An authentication system determines the identity of a user or agent and the level of trust associated with this identity.

OpenID Connect (OIDC) defines a standard mechanism by which a web application leads a user through a login flow. The flow results in a signed JSON web token (JWT) that asserts the identity of the user.

Identity#

WebID#

Solid builds on the OpenID Connect specificiations. Rather than representing the identity of a user with any string (e.g., user1234), Solid identifies users with a URL that can be dereferenced as a WebID profile (e.g., https://domain.com/user1234). The WebID profile resource makes claims about trusted identity providers that can legitimately issue signed JSON web token on behalf of this WebID.

Signed Access Token#

An important part of this trust model is based on the signed JSON web token. A Pod server can verify that the token signature is legitimate by using a well-defined protocol that is part of the OIDC specification.

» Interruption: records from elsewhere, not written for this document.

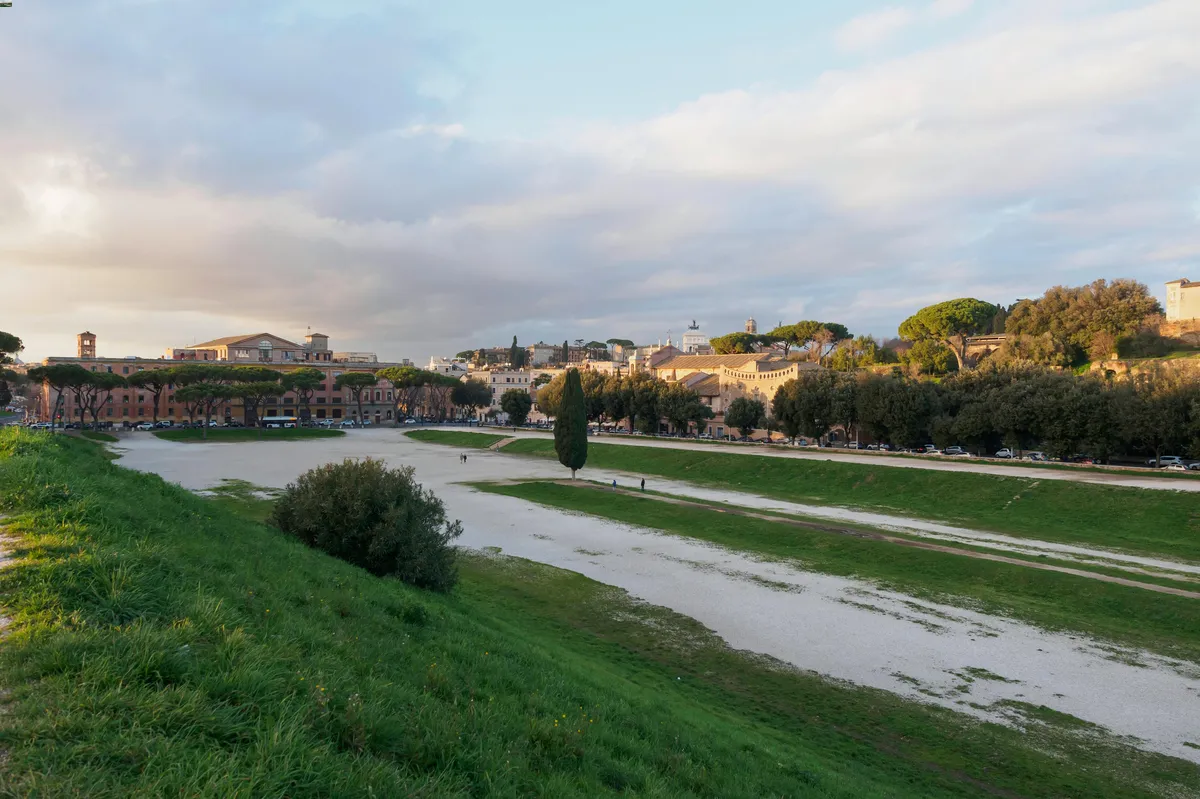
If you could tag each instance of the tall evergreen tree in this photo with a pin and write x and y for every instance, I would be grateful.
(571, 425)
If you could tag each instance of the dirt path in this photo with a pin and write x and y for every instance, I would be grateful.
(892, 539)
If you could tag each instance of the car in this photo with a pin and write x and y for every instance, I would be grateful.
(1165, 461)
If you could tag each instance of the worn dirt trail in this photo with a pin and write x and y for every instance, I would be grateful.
(882, 536)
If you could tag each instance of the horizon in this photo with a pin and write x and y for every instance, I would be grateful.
(419, 179)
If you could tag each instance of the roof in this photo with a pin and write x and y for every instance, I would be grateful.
(706, 385)
(714, 361)
(237, 340)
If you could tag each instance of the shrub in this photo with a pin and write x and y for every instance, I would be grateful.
(373, 517)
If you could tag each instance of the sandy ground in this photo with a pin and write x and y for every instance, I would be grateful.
(1131, 479)
(841, 628)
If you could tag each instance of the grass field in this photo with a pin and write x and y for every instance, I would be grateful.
(166, 644)
(1151, 522)
(1169, 625)
(231, 434)
(456, 438)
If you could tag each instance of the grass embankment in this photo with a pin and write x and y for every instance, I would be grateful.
(228, 434)
(1165, 624)
(456, 438)
(1150, 522)
(163, 644)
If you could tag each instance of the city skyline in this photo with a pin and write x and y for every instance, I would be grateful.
(426, 178)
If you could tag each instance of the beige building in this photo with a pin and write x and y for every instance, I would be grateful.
(720, 379)
(1182, 300)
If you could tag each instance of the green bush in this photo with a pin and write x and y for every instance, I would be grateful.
(373, 517)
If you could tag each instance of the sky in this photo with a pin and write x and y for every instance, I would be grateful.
(427, 176)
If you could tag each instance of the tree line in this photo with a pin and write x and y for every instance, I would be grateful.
(994, 406)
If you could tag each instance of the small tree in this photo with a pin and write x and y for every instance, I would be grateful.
(378, 518)
(745, 415)
(304, 383)
(358, 383)
(472, 394)
(571, 425)
(154, 380)
(516, 403)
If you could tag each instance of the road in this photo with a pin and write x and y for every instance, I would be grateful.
(1115, 478)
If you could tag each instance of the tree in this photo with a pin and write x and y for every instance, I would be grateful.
(571, 425)
(516, 403)
(253, 396)
(516, 355)
(9, 348)
(304, 382)
(681, 406)
(155, 382)
(102, 386)
(357, 383)
(745, 415)
(59, 377)
(472, 394)
(929, 356)
(951, 323)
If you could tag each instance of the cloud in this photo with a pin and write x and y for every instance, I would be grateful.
(868, 31)
(155, 191)
(947, 8)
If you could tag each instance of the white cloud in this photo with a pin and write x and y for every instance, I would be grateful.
(947, 8)
(868, 31)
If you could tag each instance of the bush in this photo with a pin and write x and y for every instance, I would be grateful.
(373, 517)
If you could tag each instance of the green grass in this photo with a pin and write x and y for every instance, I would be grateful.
(167, 644)
(1150, 522)
(1134, 617)
(456, 438)
(231, 434)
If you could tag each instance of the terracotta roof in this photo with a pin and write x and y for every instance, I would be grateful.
(713, 361)
(235, 340)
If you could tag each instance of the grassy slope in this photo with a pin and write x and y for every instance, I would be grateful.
(1165, 624)
(162, 644)
(1152, 522)
(246, 434)
(456, 438)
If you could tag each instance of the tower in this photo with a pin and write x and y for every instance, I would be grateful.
(87, 344)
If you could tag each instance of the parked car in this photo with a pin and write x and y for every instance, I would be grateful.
(1165, 461)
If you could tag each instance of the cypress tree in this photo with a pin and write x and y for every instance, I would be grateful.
(571, 425)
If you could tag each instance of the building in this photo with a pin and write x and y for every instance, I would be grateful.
(256, 348)
(87, 344)
(1183, 300)
(137, 404)
(720, 379)
(695, 342)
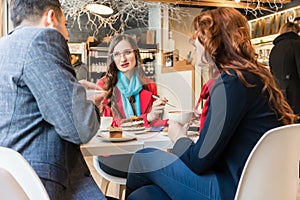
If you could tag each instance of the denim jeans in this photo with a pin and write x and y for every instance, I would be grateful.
(167, 173)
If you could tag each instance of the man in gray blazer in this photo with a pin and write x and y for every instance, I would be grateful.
(44, 113)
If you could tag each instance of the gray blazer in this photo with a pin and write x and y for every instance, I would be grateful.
(44, 113)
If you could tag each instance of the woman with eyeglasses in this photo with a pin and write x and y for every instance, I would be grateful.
(129, 93)
(244, 104)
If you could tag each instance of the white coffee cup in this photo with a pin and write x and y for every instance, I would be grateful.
(105, 123)
(180, 116)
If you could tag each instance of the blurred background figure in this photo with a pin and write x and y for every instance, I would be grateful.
(129, 93)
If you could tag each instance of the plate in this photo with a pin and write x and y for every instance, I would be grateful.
(122, 139)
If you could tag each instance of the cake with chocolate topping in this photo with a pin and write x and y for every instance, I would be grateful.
(133, 123)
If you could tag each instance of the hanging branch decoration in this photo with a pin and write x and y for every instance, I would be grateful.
(257, 7)
(124, 12)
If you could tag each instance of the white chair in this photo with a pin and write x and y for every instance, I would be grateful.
(271, 170)
(18, 180)
(107, 178)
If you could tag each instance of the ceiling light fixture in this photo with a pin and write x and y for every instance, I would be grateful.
(99, 9)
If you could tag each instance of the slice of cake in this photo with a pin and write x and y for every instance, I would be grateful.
(133, 123)
(115, 132)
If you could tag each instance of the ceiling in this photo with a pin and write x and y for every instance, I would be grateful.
(264, 6)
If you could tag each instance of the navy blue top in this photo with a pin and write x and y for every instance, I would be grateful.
(238, 116)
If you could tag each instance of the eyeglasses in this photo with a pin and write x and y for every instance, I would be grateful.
(117, 55)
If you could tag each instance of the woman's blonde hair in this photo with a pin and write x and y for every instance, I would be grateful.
(225, 35)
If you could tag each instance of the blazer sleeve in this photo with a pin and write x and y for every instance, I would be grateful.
(61, 99)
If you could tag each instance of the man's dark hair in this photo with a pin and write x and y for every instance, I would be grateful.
(31, 10)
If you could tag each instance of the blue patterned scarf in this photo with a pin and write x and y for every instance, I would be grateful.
(129, 88)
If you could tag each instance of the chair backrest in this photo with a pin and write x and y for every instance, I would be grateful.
(17, 176)
(271, 170)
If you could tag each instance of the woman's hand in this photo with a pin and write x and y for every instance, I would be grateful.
(177, 130)
(158, 107)
(89, 85)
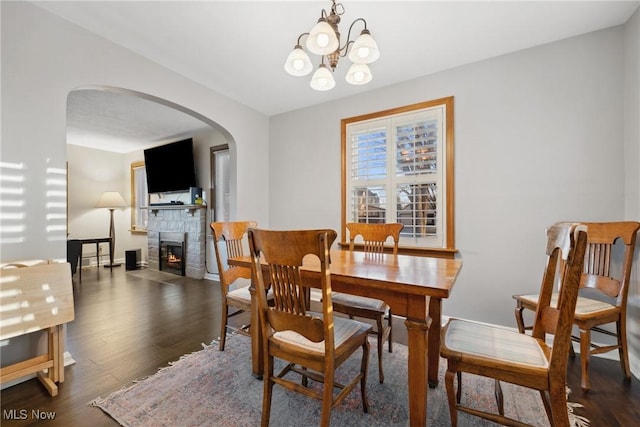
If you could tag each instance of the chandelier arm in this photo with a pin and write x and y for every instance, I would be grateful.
(300, 37)
(345, 48)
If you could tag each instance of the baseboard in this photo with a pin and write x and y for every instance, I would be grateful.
(68, 360)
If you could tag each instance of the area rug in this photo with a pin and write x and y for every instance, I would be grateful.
(214, 388)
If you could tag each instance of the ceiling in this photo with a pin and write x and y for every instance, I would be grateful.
(238, 48)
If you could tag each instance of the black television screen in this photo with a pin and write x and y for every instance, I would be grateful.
(170, 167)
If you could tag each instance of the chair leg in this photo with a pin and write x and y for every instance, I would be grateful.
(268, 391)
(364, 368)
(390, 339)
(327, 399)
(499, 397)
(223, 327)
(380, 347)
(585, 353)
(558, 402)
(451, 393)
(519, 317)
(621, 327)
(547, 406)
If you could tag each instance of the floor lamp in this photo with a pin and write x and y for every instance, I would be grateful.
(111, 200)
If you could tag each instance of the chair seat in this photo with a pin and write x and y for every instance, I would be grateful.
(502, 345)
(343, 330)
(584, 306)
(359, 302)
(244, 295)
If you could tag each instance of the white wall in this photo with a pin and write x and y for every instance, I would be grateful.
(632, 173)
(44, 58)
(93, 171)
(539, 138)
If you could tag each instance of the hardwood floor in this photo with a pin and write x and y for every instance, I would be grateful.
(127, 326)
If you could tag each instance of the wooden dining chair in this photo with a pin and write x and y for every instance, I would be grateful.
(313, 344)
(234, 281)
(603, 294)
(374, 237)
(522, 359)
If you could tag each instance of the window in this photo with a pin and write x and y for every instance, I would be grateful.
(139, 198)
(398, 167)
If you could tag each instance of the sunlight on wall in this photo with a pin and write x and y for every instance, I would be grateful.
(56, 205)
(12, 202)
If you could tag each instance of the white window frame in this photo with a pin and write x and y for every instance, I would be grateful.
(139, 198)
(437, 238)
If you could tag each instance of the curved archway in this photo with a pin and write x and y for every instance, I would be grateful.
(202, 146)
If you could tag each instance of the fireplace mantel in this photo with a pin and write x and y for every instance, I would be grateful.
(190, 209)
(187, 219)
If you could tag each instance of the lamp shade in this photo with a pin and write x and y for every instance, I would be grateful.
(364, 49)
(298, 62)
(112, 200)
(322, 39)
(322, 79)
(358, 74)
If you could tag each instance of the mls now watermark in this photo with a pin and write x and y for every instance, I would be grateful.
(24, 414)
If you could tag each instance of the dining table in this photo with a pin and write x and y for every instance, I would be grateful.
(413, 286)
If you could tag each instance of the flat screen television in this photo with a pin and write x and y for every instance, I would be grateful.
(170, 167)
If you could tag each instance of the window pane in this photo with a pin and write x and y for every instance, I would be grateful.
(139, 197)
(369, 154)
(369, 204)
(417, 148)
(398, 167)
(417, 209)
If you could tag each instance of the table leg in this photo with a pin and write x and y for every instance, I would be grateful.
(80, 264)
(435, 314)
(111, 254)
(417, 371)
(417, 324)
(98, 254)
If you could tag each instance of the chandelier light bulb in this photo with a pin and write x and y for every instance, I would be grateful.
(322, 79)
(359, 74)
(298, 62)
(364, 49)
(322, 39)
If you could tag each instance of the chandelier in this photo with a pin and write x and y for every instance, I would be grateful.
(324, 40)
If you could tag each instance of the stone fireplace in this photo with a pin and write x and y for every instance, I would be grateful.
(173, 256)
(177, 233)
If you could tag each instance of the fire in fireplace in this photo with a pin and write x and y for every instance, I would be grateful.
(172, 257)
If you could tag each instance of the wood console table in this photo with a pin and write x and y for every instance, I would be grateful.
(37, 298)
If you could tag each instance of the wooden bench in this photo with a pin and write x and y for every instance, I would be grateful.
(37, 298)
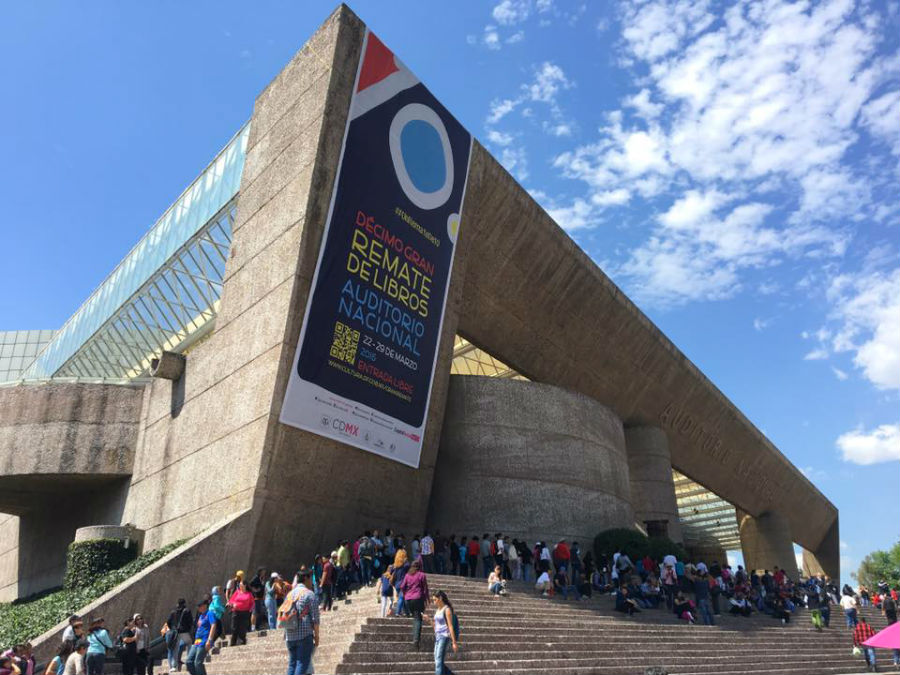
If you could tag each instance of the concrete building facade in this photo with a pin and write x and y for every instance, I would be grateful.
(612, 406)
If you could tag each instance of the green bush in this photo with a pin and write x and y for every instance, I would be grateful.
(25, 620)
(636, 545)
(87, 560)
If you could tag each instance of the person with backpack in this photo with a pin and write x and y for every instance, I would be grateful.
(472, 550)
(453, 550)
(463, 557)
(446, 632)
(366, 552)
(177, 633)
(205, 634)
(415, 595)
(98, 642)
(126, 647)
(299, 617)
(385, 590)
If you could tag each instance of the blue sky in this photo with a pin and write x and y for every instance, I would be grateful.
(733, 167)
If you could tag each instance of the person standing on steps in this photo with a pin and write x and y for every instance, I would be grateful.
(444, 632)
(301, 627)
(487, 555)
(204, 638)
(98, 642)
(415, 594)
(241, 602)
(257, 587)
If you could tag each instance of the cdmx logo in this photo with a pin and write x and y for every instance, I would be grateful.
(340, 425)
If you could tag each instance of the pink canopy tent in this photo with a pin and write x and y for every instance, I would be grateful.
(889, 638)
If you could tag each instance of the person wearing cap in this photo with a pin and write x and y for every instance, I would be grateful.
(177, 633)
(302, 635)
(328, 579)
(204, 639)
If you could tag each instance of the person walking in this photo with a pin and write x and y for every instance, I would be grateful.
(257, 587)
(128, 640)
(862, 631)
(472, 550)
(242, 603)
(177, 633)
(301, 625)
(700, 582)
(98, 642)
(848, 604)
(445, 634)
(204, 638)
(415, 594)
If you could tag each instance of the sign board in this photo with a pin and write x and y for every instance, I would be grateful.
(364, 365)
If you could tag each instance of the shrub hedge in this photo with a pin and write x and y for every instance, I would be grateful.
(24, 620)
(86, 560)
(635, 544)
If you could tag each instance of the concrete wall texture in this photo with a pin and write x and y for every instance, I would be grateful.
(530, 460)
(176, 457)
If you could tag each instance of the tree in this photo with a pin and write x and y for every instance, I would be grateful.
(880, 566)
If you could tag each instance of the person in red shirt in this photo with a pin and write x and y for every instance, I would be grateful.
(862, 632)
(241, 602)
(561, 556)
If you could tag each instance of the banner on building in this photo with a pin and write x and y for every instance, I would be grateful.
(364, 365)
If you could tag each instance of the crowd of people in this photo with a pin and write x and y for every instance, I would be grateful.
(398, 569)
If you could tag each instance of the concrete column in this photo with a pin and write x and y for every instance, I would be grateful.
(766, 542)
(650, 469)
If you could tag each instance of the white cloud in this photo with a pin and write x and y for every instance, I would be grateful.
(511, 12)
(548, 80)
(515, 160)
(491, 38)
(866, 308)
(880, 116)
(879, 445)
(754, 110)
(813, 473)
(500, 108)
(499, 137)
(578, 215)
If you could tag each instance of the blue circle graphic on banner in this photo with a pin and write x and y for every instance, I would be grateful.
(421, 154)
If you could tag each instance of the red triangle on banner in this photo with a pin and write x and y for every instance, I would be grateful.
(378, 63)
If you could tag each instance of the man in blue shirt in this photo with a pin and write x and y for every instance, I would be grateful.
(204, 637)
(301, 632)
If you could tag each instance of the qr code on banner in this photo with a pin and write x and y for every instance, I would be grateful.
(346, 340)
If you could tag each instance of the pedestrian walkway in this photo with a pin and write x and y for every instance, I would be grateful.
(523, 633)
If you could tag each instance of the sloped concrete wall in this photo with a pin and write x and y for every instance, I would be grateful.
(529, 460)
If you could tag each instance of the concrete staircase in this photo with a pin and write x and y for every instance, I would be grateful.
(523, 633)
(265, 652)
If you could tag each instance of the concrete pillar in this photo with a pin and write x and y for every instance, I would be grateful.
(529, 460)
(767, 543)
(650, 469)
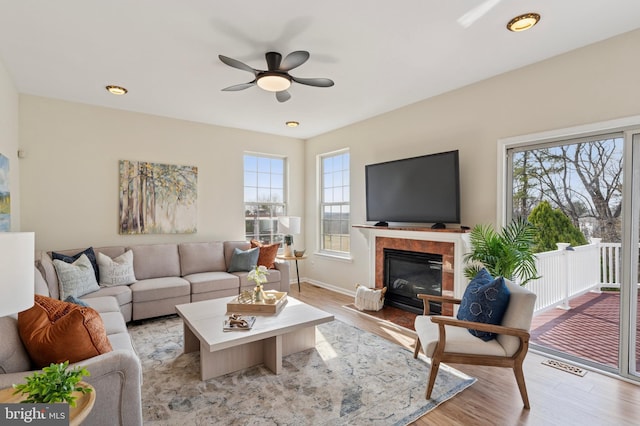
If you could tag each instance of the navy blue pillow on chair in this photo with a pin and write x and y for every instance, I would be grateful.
(485, 300)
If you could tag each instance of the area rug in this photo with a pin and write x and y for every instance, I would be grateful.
(351, 377)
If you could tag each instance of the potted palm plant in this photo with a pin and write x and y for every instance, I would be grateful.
(508, 253)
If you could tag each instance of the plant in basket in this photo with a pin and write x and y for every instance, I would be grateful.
(259, 276)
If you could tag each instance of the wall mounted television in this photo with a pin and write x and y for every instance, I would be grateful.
(423, 190)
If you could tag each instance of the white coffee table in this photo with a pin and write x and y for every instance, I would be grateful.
(272, 336)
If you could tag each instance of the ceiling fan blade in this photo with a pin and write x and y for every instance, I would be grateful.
(477, 12)
(283, 96)
(294, 59)
(273, 60)
(237, 64)
(237, 87)
(318, 82)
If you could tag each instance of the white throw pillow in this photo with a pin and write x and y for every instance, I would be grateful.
(118, 271)
(76, 279)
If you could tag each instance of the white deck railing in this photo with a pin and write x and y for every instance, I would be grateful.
(572, 271)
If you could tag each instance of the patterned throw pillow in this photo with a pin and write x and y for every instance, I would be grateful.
(57, 331)
(485, 300)
(244, 261)
(91, 255)
(118, 271)
(77, 278)
(268, 253)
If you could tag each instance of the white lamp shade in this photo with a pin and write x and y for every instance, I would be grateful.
(16, 272)
(288, 225)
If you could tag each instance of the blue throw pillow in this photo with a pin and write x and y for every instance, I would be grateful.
(75, 300)
(485, 300)
(70, 259)
(244, 261)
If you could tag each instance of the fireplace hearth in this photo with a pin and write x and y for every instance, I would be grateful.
(408, 273)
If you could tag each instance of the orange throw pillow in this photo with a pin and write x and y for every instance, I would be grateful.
(268, 253)
(54, 331)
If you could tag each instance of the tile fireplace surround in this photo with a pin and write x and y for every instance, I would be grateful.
(449, 243)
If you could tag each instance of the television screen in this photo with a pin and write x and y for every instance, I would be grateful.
(422, 189)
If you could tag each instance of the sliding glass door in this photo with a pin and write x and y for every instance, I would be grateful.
(588, 188)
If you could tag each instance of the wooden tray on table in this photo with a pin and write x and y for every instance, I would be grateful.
(259, 307)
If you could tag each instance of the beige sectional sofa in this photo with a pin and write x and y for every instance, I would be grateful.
(170, 274)
(116, 376)
(167, 275)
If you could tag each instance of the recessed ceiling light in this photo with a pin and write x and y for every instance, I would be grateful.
(116, 90)
(523, 22)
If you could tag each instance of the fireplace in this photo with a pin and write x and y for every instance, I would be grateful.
(408, 273)
(446, 249)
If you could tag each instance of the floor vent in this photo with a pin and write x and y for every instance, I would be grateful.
(565, 367)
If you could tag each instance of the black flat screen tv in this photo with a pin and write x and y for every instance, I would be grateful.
(423, 189)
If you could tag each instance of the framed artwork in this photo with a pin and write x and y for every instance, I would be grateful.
(157, 198)
(5, 195)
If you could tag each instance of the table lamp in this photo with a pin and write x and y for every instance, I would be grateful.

If the signature is not valid or if the token has expired, a client will be denied access to a Pod.

Demonstration of Proof-of-Possession (DPoP) Token#

As an additional layer of protection against token stealing and various replay attacks, Solid clients send an additional token (specifically a DPoP token) that cryptographically proves that the client is in legitimate possession of the access token while also scoping the request to a particular Pod resource. This helps prevent against token exfiltration attacks.

Ultimately, this results in sending a trustworthy access token, along with a DPoP token, to a Pod server that unambiguously identifies a user or agent.

Solid OIDC Broker Service#

ESS’s Solid OpenID Connect (OIDC) Broker Service provides a compatibility layer between Solid that identifies users with a WebID and traditional OpenID Connect (OIDC) applications that identify users with strings. The Solid OIDC Broker Service allows a Solid user to login with any existing OIDC-compliant identity provider.